N1 rpm , N2 rpm , EGT , TLA , T/R , P2 , T2 , LPC P , BLD , OIL T , OIL P , SVA , FMV , HPT TCC , LPT ACC , LPT P , FUEL TEMP , IDG , IDG OIL P , IDG OIL P , STARTER , PMA , N1 VIB , N2 VIB , ARINC429 , TYPE ID PLUG , RATING PLUG , FUEL SW , IGN SW , CABIN P,BLEED T,BLEED P,,,,,,
・FADECに入力される信号はまだまだありますが、これらのデータを毎秒200回以上処理することによって緻密な燃料制御を行っています。

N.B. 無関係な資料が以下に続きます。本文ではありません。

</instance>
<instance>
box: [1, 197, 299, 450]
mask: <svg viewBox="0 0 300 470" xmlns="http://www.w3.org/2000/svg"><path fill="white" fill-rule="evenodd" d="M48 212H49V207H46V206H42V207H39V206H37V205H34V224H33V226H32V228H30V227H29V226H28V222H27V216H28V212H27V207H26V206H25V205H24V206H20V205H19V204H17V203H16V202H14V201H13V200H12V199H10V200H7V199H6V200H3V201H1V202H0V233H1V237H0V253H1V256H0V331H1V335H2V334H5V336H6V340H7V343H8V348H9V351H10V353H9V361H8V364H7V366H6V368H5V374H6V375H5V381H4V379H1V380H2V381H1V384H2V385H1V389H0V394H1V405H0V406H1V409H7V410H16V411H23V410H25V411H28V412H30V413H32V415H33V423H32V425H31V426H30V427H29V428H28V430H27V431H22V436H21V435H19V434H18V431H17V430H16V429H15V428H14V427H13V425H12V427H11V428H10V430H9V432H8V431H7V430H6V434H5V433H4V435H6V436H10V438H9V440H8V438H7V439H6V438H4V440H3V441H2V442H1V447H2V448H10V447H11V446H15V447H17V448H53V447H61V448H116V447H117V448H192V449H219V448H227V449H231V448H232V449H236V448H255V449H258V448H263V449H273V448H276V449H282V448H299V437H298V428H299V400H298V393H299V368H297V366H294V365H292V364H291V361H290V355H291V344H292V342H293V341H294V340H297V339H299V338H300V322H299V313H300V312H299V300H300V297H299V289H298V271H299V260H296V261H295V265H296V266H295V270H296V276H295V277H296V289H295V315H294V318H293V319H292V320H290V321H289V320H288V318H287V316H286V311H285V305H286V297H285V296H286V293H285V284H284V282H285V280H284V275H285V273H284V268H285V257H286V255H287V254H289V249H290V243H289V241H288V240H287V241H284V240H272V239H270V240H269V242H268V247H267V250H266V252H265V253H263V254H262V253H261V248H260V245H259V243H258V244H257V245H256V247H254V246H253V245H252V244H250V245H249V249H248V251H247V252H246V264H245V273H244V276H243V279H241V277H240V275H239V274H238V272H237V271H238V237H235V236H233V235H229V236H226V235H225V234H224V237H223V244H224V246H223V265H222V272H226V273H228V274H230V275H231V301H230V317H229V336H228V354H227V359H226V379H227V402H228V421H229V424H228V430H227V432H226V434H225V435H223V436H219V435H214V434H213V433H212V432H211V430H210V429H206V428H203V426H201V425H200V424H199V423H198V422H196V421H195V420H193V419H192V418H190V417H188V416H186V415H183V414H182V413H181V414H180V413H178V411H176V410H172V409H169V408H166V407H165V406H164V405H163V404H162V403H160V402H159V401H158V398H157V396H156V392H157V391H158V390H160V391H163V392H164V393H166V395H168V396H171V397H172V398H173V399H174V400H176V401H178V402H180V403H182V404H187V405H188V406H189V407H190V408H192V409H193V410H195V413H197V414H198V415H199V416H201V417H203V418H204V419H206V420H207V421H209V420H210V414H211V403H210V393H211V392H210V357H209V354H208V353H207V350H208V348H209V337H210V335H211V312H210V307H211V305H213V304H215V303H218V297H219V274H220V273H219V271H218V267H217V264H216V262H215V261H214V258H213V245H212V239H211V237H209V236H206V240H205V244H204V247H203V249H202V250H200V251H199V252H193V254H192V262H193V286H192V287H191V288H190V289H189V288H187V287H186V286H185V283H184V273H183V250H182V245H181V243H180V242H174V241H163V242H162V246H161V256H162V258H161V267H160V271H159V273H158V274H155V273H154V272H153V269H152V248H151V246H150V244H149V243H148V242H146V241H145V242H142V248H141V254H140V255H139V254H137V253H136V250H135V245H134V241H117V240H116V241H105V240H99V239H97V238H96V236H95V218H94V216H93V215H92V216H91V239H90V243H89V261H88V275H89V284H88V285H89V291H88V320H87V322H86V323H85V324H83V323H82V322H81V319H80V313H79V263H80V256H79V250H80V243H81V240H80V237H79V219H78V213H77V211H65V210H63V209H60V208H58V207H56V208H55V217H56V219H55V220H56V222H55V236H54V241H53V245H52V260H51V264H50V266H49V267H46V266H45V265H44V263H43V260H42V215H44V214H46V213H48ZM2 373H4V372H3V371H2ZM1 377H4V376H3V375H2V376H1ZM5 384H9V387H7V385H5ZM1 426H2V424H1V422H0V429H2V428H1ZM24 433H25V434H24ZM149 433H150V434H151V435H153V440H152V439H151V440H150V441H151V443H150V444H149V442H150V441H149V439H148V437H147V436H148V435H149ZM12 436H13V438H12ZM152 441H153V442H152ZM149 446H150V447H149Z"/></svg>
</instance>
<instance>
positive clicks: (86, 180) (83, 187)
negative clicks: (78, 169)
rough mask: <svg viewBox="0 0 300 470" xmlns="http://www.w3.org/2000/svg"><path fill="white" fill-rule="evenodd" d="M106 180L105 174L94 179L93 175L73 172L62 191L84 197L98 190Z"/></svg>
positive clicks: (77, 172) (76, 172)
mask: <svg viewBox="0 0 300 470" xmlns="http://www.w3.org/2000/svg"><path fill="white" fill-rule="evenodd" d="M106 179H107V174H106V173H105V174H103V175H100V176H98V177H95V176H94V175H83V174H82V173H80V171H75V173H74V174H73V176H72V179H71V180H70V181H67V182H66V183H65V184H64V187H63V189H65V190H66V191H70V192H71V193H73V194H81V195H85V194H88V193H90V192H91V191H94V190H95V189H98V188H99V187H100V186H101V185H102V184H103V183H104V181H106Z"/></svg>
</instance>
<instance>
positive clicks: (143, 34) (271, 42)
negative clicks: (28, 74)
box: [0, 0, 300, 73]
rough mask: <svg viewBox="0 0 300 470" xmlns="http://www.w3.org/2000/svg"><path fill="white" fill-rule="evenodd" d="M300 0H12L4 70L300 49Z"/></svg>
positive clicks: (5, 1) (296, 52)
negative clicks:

出力される信号も、燃料流量だけでなく可変静翼・抽気・タービンケース冷却・計器表示信号・故障情報のモニタリングなど多彩な機能が統合されています。
またFADEC本体の故障に備え、同一機能のバックアップも用意されている。【Ch.A】【Ch.B】と基盤だけでなく、電源系統も全く違う完全に独立した系統が組み込まれている。
旅客機に搭載されるエンジンは、あらかじめ推力を高めに設定し開発されたエンジンも多い。このベースエンジンの推力を減格して使用することで、部品寿命を延ばしメンテナンスコストを抑えられるメリットがある。
この推力変更もFADECに差す”RATING PLUG”を変更することで容易に可能という。ただし、”できる”というだけでメーカーとの契約上、気分によって変えることはできない。
手のひらサイズの小さな ”TYPE ID PLUG”とコンピューター、 これがなければエンジンは自分が何者かさえわからない。